The past several weeks have been tenuous for Ukraine. From armed clashes between protesters and riot police officers in Kiev to Putin’s recent move to deploy troops to Crimea, the world is watching Ukraine to see what will happen next. Will NATO respond to Russia’s move with sanctions and/or military intervention? Will the new government in Kiev be strong enough to carry out the will the people? Will Ukraine go the way of Czechoslovakia and split in two? The situation, regardless of how it turns out, provides a good opportunity to explore the nature of violence and why non-violent discipline is critical.
The protests in Ukraine give insight into why opposition movements may choose violent instead of non-violent means to achieve their goals. Namely, there may be some short-term benefits to violence. The opposition has managed to force Yanukovych out of the country and the creation of a new government is well underway. Also, violence allows for the “strategic leninization” of a movement. This entails the creation of elitist vanguards or parties to head the movement. Non-violence allows large parts of the population to be involved, but violence shifts the power to those organizations that have the capability to do battle. Thus, it was well within the short-term rational self-interest for battle-ready organizations like Svoboda to fight the riot police in the streets. Violence shifts the ownership of the revolution from the populace and into the hands of elitist structures.
The problem with this line of thought is obvious. Violence ups-the-ante in a conflict. Would Putin have sent troops into Crimea if protesters had not fought the police in Kiev? The violence in Kiev (real and perceived) also provided a perfect opportunity to shift the discussion away from the ground in Ukraine. Instead, the discussion is focused on actors like the Russian Federation and NATO. Given the history of revolutions in that part of the world, it seems likely that Putin would have not intervened if there were not medieval style battles in western Ukraine.

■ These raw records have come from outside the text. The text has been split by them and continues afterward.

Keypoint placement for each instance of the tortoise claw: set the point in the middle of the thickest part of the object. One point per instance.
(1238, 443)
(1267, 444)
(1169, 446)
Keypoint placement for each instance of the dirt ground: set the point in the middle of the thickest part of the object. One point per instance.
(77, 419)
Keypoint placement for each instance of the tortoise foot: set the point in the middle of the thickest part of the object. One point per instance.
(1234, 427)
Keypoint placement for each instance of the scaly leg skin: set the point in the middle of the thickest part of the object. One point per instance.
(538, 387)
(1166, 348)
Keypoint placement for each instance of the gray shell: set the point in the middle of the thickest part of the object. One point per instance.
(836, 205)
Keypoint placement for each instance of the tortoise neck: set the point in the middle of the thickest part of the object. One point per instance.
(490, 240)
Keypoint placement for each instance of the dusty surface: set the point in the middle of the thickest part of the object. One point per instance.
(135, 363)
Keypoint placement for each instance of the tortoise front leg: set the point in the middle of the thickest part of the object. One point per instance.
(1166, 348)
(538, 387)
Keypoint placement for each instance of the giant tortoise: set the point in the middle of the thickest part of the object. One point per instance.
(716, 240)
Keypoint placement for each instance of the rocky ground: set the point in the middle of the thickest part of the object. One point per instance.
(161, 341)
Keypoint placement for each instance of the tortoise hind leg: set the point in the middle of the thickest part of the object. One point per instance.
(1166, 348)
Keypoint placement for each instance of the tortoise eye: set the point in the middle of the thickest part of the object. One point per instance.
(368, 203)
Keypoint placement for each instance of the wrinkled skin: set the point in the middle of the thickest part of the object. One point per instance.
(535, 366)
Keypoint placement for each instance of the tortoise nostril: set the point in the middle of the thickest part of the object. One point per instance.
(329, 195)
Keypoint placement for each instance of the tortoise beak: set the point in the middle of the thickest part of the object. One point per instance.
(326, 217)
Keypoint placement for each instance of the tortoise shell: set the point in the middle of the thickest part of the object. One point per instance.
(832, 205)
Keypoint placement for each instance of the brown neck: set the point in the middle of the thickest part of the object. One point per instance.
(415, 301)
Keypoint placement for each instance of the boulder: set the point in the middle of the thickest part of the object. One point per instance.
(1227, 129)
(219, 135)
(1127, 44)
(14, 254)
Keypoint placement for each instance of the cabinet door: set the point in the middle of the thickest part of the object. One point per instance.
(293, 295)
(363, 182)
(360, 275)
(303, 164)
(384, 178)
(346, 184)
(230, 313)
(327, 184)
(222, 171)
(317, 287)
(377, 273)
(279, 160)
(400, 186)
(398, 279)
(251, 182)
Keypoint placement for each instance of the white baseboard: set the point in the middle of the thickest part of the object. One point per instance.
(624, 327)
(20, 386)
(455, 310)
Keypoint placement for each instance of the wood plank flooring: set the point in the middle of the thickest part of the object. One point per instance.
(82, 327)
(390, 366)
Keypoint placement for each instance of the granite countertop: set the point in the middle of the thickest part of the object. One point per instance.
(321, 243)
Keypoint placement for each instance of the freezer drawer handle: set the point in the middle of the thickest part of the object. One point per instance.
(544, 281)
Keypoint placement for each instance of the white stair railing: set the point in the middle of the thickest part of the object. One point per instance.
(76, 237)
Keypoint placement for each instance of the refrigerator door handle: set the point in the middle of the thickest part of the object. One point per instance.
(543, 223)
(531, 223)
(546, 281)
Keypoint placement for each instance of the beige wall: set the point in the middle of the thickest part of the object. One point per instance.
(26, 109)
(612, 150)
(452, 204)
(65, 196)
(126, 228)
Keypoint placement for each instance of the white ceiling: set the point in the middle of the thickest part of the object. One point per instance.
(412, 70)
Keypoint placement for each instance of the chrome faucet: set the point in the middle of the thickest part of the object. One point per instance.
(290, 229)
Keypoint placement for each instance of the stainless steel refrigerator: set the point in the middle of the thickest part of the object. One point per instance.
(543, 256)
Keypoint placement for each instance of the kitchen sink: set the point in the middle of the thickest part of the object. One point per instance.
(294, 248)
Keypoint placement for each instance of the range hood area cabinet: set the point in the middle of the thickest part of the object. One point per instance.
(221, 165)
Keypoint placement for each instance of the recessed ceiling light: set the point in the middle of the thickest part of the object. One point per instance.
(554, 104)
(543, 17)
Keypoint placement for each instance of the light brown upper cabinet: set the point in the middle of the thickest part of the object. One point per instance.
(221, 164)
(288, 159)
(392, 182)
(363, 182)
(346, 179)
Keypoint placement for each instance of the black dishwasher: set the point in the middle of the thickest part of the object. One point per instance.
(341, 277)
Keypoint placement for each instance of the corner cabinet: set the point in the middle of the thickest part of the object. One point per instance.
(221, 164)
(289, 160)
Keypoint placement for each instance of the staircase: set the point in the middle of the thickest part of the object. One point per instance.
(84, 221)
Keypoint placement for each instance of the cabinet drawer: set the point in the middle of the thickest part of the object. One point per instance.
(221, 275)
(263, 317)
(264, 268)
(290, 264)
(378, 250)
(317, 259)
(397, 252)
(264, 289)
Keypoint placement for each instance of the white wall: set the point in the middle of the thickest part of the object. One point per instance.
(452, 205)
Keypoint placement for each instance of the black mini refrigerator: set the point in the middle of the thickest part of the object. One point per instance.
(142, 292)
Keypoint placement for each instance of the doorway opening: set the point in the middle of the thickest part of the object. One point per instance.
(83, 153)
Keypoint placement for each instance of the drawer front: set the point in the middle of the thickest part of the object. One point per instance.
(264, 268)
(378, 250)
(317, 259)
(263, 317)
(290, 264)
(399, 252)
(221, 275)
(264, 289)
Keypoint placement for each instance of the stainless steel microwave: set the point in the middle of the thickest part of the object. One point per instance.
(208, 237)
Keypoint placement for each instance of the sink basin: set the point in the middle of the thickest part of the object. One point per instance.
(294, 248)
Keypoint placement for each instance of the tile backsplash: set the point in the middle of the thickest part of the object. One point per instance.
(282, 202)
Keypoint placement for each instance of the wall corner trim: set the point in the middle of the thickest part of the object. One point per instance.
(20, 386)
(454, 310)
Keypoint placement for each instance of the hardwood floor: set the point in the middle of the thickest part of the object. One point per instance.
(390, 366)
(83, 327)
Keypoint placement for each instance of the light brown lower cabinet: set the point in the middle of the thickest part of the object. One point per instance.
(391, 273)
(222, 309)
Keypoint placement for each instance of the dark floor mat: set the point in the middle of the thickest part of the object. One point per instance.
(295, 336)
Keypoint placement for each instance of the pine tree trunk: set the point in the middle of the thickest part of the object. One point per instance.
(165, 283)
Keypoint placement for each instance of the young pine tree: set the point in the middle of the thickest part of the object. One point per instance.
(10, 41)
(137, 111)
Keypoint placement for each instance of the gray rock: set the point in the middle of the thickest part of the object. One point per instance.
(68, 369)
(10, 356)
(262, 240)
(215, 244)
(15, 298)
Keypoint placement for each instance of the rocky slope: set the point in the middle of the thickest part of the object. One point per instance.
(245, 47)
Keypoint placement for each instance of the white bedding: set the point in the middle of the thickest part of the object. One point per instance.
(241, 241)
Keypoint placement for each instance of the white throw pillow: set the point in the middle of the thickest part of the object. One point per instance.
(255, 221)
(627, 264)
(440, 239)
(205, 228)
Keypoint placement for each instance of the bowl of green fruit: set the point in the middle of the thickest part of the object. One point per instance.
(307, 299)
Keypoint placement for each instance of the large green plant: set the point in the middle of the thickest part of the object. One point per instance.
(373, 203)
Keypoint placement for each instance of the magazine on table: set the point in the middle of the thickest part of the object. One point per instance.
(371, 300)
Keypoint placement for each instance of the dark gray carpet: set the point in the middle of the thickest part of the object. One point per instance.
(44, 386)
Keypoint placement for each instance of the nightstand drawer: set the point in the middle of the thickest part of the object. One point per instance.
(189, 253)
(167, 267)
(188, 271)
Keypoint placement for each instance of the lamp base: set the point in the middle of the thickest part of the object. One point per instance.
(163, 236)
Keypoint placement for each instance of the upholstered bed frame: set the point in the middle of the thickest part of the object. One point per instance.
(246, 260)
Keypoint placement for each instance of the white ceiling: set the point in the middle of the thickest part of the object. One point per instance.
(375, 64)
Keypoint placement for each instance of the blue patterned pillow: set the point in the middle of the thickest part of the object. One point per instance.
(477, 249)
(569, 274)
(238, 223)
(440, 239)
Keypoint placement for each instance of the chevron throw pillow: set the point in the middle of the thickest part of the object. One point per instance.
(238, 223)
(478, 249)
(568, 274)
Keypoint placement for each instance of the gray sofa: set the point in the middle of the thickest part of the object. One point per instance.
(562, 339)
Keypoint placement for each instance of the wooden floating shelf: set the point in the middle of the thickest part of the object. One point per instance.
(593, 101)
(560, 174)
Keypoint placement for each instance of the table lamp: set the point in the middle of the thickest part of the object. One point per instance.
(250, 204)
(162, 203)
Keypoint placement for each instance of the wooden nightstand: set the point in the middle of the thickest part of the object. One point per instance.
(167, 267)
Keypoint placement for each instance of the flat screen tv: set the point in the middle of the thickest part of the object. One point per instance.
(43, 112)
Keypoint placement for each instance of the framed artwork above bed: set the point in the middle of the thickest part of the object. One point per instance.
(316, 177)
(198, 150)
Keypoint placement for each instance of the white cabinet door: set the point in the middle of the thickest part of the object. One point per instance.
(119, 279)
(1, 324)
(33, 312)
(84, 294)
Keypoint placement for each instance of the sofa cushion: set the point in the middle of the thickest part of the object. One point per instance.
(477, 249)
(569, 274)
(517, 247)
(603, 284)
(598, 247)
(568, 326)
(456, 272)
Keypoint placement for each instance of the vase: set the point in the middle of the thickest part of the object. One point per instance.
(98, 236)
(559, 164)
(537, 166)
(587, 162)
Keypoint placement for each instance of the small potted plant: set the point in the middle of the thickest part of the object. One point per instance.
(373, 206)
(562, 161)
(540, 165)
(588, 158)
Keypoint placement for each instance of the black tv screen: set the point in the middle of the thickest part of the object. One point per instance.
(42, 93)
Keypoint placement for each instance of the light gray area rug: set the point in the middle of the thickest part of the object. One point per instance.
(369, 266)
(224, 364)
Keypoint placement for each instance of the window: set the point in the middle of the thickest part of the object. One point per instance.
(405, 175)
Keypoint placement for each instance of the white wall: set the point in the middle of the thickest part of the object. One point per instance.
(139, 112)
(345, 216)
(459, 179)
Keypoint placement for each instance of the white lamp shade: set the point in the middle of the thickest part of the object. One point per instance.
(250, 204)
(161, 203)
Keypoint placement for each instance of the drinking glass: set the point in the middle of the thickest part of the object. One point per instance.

This is not the first time that the issue of significant Russian populations being in a revolutionary country has been dealt with. What comes up to mind first is Russia’s 2008 intervention in Georgia and Russian international lawyers are pointing to it as precedence. However, this situation is hardly comparable to that of Ukraine. As of now, the new government has not actually attacked Crimea. As Chris Borgen over at Opinio Juris says in his analysis of the Russia’s legal argument for intervention:
“As in the Georgian intervention, Putin focuses the need to protect Russian nationals and the importance of self-defense of Russian troops. But, as mentioned above, I have seen no credible reports that either the Russian naval base in Sevastopol or the majority ethnic Russian population of Crimea was ever threatened by the Ukrainian government.”

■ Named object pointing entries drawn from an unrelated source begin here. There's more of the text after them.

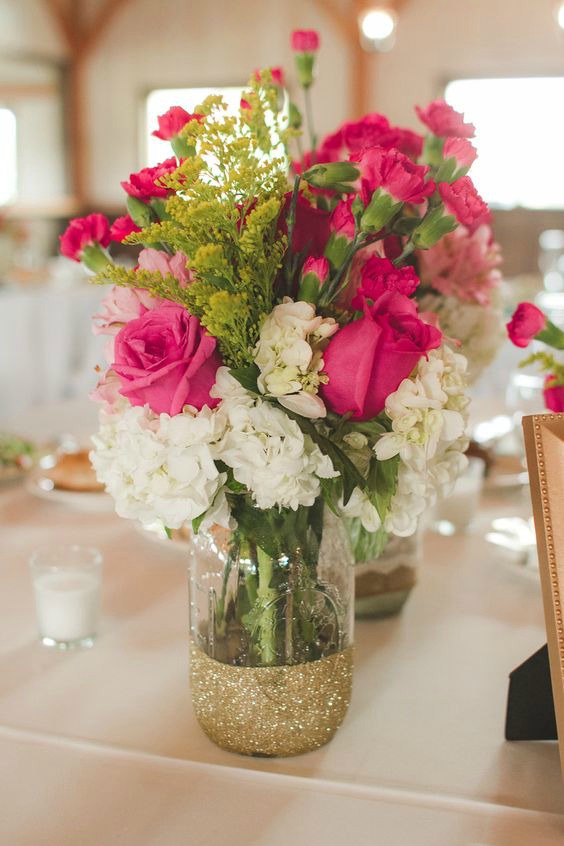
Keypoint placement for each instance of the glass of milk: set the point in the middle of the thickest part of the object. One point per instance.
(456, 511)
(66, 585)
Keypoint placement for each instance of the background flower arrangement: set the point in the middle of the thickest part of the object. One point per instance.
(280, 343)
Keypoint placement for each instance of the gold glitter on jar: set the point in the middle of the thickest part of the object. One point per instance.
(271, 711)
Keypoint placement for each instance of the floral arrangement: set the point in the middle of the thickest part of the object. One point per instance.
(279, 343)
(528, 324)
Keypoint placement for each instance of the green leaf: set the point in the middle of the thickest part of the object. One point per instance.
(351, 477)
(247, 377)
(382, 483)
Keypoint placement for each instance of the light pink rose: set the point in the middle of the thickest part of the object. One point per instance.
(166, 360)
(305, 40)
(160, 262)
(120, 305)
(368, 359)
(463, 201)
(379, 276)
(525, 325)
(395, 173)
(445, 121)
(463, 264)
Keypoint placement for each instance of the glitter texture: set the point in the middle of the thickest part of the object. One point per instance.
(271, 711)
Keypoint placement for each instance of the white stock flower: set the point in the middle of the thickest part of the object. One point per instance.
(268, 452)
(360, 506)
(289, 355)
(160, 467)
(428, 414)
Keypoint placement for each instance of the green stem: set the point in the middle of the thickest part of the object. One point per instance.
(265, 596)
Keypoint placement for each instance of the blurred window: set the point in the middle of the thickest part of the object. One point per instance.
(519, 136)
(8, 157)
(160, 100)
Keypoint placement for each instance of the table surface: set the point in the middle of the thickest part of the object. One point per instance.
(101, 746)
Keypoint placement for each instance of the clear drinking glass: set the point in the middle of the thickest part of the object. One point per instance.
(66, 584)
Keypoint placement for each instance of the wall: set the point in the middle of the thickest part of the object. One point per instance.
(174, 43)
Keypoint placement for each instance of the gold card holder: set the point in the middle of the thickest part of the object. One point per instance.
(544, 443)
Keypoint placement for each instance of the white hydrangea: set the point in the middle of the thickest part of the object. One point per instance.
(267, 451)
(428, 414)
(161, 467)
(480, 330)
(360, 506)
(289, 355)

The situation on the ground prior to Putin’s intervention is probably more comparable to the revolutionary Baltic States. Estonia, Latvia, and Lithuania all had significant Russian minority populations and even Soviet troops within their borders. For the most part, the situations were handled non-violently and negotiations were key. The Albert Einstein institution has a number of monographs examining these revolutions in detail.
Hopefully, the western response to Putin’s intervention will take lessons from the past and not worsen the already escalated conflict. As for the movement in western Ukraine, the structures created by the violent portion of the movement (“strategic leninization”) may continue to gain more power as their non-violent compatriots become more marginalized. So what is the cost of violence in Ukraine? The focus of the discussion has moved anyway from the Ukrainian people.